Inionline.id – Kepala Badan Meteorologi, Klimatologi, dan Geofisika (BMKG) Dwikorita Karnawati mewanti-wanti saat ini krisis iklim sudah sangat serius dan harus ditangani dengan benar.
Dwikorita mengatakan dari hasil berbagai studi mengungkap saat ini kenaikan suhu global sudah 1,45 derajat Celsius di atas rata-rata periode pra-industri tahun 1850-1900. Menurutnya hal ini berdampak pada akselerasi kenaikan muka laut yang terus menerus naik dari dekade ke dekade.
Rata-rata kenaikan muka air laut global berada di level 2,1 mm per tahun antara 1993 dan 2002, dan menjadi 4,4 mm per tahun antara 2013 dan 2021 atau meningkat dua kali lipat di antara periode tersebut.
Menurutnya realitas ini sebagian besar penyebabnya adalah mencairnya es kutub imbas melelehnya gletser dan lapisan es lautan akibat pemanasan global.
“Jelas tidak berlebihan jika saya menyebut situasi ini sebagai sesuatu yang sangat serius dan juga harus direspons secara serius,” kata Dwikorita, mengutip laman resmi BMKG, Minggu (8/9).
Menurut dia krisis iklim terjadi secara global, termasuk Indonesia. Dwikorita, pada Maret lalu, sempat menyampaikan Indonesia turut terdampak dari krisis iklim.
Ia mengatakan perubahan iklim mencakup berbagai aspek. Hal ini termasuk peningkatan suhu, perubahan pola curah hujan, kenaikan air laut, serta dampaknya terhadap lingkungan dan manusia.
Contoh nyata kenaikan suhu akibat perubahan iklim adalah mencairnya gletser atau lapisan es tropis di Puncak Jaya, Papua. Luas tutupan salju abadi di ketinggian 4.884 mdpl itu menyusut hingga 98 persen, dari 19,23 kilometer persegi pada tahun 1850 menjadi hanya 0,23 kilometer persegi pada April 2022.
Bukti lainnya perubahan iklim di Indonesia adalah suhu Indonesia yang semakin meningkat setiap harinya. Menurut dia suhu dunia saat ini sudah mendekati batas yang disepakati bersama pada Perjanjian Paris COP21 pada 12 Desember 2015.

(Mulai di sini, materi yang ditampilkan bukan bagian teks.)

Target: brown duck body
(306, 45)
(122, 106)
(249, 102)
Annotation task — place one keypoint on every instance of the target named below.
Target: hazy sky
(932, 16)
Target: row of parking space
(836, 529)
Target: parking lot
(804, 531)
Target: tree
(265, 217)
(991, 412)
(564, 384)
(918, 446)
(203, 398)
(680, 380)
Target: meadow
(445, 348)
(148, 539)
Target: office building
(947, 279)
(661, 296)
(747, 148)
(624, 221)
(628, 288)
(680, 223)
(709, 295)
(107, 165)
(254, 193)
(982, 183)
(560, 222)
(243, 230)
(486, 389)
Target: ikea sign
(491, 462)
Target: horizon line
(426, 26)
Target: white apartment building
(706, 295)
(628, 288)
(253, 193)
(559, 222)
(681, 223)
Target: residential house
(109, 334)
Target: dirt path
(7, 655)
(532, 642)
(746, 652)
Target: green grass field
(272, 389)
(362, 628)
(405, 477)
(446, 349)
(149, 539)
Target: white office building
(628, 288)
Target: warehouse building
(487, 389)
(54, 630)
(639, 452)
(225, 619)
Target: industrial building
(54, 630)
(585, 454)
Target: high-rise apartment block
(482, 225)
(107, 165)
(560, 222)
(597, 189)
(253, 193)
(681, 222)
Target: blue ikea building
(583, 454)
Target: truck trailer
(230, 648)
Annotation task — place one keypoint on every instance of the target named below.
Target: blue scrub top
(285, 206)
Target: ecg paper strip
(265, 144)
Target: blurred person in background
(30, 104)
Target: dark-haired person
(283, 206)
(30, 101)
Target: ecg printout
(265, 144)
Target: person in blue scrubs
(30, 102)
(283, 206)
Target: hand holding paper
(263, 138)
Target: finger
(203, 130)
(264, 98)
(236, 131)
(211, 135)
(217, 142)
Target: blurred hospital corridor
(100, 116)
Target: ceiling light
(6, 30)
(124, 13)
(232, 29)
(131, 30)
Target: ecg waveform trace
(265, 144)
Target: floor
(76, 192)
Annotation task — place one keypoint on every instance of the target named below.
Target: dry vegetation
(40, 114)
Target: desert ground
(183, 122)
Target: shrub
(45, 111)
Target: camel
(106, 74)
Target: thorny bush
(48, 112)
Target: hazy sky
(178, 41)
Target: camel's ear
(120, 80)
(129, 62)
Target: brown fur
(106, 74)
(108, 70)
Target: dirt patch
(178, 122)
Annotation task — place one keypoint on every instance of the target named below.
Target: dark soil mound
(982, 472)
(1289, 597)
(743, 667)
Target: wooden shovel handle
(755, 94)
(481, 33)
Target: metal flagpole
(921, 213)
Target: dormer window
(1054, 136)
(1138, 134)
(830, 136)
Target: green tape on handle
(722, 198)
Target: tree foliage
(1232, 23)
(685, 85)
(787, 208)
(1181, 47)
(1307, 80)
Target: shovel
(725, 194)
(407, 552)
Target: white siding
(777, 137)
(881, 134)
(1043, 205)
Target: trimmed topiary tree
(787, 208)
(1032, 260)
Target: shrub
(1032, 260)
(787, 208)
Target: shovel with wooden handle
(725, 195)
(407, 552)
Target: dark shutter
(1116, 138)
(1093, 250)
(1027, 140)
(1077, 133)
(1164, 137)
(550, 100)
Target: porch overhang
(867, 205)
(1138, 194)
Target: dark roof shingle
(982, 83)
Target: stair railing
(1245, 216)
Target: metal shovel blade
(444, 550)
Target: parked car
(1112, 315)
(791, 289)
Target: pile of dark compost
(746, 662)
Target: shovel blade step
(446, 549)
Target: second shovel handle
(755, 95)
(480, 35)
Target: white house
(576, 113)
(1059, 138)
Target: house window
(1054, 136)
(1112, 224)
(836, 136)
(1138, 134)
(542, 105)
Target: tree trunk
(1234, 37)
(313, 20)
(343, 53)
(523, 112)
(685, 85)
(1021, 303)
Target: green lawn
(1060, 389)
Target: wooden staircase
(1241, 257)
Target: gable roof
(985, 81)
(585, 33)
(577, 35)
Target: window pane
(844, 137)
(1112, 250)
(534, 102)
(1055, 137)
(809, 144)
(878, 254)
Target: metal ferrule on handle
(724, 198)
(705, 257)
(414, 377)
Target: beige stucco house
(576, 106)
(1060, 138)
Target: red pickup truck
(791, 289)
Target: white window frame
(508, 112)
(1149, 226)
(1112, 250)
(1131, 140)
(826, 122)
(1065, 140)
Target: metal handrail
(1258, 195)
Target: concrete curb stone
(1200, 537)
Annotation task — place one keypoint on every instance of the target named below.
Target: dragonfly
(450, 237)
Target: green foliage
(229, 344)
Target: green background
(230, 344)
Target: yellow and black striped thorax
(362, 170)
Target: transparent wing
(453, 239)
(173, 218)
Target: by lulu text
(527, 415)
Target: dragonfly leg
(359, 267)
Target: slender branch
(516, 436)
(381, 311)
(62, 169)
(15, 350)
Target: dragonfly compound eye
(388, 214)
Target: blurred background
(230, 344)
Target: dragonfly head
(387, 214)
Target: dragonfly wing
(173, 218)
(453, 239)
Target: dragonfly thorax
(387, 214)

Saat itu, seluruh dunia sepakat harus membatasi kenaikan suhu rata-rata global di angka 1,5 derajat Celsius. Namun faktanya, saat ini kenaikan suhu melaju lebih cepat dan sudah mencapai kenaikan 1,45 derajat Celsius di atas suhu rata-rata di masa pra-industri.
Menurut catatan BMKG, laju kenaikan suhu di Indonesia tercatat mecapai 0,15 derajat Celsius per dekade.
Bukti krisis iklim lainnya, kata lembaga ini, adalah banyak negara yang terancam kekeringan dalam beberapa dekade ke depan.
Oleh karena itu, menurut Dwikorita, penting untuk menjaga ketahanan air. Ia mengatakan, jika ketahanan air melemah maka akan berdampak serius pada banyak hal, di antaranya ketahanan pangan dan ketahanan energi Indonesia.
Apabila kondisi ini terus berlanjut, maka hal ini akan memicu konflik yang berimplikasi terhadap stabilitas ekonomi, politik, dan keamanan.
“Jumlah penduduk terus meningkat sehingga di waktu bersamaan kebutuhan air juga ikut meningkat. Apabila ini [air] tidak dikelola dengan baik maka dampak buruknya akan sangat serius,” tuturnya.
Dwikorita menjelaskan, merujuk data Bappenas, perubahan iklim berpotensi menurunkan produksi padi Indonesia sebesar 1,13 juta ton dan 1,89 juta ton. Kemudian, lahan pertanian seluas 2.256 hektar sawah juga terancam kekeringan.